Last example for now, people have participated in airdrop campaigns that required them to send some fraction of a valuable crypto asset to a wallet address before getting their rewards.
All three instances above suggest the numerous ways through which crypto scam projects make away with investors' money. At this point, you might ask, "what are crypto Scams?"
What is a Crypto Scam?
In plain English, a crypto scam refers to any attempt by an actor aimed at unjustly obtaining crypto assets from unsuspecting victims. Over time, crypto scams have taken various forms which include:
- Phishing websites
- Email scams
- Fake crypto apps
- Social media scams
- Ponzi schemes
- Fake airdrop campaigns
- Rug pulls/pump and dump schemes
- Fake project contract addresses
Six (6) of the above listed forms have already been explained in details by Professor @yohan2on in his lecture post ( click here to see post ). However, we'll get to explore two additional forms here:
1. Fake airdrop campaigns: Any crypto enthusiast actively participating in airdrop campaigns has in one way or the other come across a fake airdrop campaign. Usually, airdrops are done to create publicity for new crypto projects by offering people free coins to complete simple tasks like social media following and engagement.
However, bad actors do hide under the the guise of airdrop campaigns to rob people of their valuable assets. Usually the fake/scam airdrops would pose as authentic until it's time for the user to claim rewards, then they request that a certain amount of a valuable asset (not the one they are airdropping) be sent to a wallet address provided by them before rewards can be claimed.
Users who fall for their gimmicks often lose their assets with no hope of ever getting them back again.

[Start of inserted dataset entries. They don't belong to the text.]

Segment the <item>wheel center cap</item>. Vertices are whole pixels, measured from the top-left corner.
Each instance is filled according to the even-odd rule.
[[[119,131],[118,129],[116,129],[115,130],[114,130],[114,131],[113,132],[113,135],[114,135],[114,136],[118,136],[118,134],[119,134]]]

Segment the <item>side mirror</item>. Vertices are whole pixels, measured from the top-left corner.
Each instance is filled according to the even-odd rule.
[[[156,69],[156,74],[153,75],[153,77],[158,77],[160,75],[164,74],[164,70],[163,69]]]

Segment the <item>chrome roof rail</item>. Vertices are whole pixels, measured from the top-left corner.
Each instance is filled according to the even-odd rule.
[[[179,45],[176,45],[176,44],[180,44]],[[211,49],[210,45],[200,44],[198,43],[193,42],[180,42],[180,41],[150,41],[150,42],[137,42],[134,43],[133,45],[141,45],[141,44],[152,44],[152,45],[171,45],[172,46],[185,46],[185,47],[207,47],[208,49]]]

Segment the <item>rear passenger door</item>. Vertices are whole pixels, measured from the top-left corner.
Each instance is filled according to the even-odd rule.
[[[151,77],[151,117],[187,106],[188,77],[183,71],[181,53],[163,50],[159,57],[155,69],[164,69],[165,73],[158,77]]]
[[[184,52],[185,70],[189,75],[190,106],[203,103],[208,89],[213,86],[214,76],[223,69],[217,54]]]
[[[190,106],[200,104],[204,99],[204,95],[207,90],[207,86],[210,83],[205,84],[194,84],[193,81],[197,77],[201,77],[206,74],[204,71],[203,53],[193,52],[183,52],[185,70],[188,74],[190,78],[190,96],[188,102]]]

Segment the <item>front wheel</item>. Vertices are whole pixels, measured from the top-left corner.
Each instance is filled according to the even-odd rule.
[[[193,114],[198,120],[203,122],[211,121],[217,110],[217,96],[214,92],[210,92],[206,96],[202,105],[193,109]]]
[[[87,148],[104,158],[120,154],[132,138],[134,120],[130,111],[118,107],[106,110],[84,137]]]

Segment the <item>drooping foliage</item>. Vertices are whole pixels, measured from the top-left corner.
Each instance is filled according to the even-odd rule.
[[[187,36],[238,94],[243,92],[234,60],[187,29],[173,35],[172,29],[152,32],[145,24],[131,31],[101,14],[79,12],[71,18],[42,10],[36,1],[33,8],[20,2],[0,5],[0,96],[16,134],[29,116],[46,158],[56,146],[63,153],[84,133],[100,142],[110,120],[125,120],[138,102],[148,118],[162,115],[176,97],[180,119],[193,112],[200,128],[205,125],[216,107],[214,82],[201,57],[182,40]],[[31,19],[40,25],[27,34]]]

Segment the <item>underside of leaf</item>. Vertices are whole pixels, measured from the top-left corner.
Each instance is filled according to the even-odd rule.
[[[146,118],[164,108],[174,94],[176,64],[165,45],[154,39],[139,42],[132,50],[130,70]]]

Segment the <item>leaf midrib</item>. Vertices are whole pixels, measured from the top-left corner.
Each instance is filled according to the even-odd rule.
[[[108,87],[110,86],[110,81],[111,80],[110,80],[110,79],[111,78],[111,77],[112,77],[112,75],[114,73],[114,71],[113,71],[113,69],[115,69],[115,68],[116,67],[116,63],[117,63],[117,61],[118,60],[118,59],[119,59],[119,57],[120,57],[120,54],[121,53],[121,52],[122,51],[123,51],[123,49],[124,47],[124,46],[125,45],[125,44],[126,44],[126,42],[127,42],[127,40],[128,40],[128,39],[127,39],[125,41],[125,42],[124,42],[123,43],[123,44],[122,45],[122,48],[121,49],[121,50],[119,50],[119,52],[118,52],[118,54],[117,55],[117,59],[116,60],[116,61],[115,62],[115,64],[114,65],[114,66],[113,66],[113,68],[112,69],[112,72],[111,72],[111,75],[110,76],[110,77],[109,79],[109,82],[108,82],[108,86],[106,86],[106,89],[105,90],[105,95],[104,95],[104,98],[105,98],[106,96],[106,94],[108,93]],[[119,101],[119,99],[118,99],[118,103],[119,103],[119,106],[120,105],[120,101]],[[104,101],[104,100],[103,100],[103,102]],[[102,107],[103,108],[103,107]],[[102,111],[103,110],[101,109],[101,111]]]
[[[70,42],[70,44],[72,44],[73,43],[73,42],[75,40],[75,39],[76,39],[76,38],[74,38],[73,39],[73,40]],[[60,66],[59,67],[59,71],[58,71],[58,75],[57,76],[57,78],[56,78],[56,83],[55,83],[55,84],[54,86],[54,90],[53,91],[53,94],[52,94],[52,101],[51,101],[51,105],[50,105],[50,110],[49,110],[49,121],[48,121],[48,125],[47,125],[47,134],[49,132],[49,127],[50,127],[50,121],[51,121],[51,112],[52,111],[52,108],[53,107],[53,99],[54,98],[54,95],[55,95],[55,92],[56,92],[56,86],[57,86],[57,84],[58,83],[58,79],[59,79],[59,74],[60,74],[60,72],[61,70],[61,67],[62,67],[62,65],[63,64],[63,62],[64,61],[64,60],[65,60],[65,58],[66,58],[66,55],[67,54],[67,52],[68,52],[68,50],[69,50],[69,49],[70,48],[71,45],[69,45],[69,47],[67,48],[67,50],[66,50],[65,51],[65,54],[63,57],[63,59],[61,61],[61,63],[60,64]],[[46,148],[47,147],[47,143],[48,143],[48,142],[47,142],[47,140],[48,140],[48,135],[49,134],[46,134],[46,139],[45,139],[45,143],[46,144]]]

2. Fake contract addresses: This is also a popular channel through which bad actors fraudulently rip people off their valuable assets. They usually create a fake address of an already successful project, with the same name. As such, unsuspecting users get to make transfers to the fake address, thinking it is the original contract address.
When searched on token sniffer, the several contract addresses with the same names are displayed and user can easily spot the original from the fake. It is always advised that project contract addresses be obtained from project websites or official social media handles.
As shown on the screenshot, when I searched for the pancakeswap token - "CAKE" on the token sniffer website. Several contract addresses popped up bearing the same name. This is the gimmick of bad actors to fraudulently make away with the crypto assets of unsuspecting users who will ignorantly make transfers to these fake contract addresses.
Some Typical Cryptocurrency scams with news references
For my research, I will be looking at the Turtledex protocol, a Binance Smart Chain Project that Rug Pulled With Tokens Worth $2.5M.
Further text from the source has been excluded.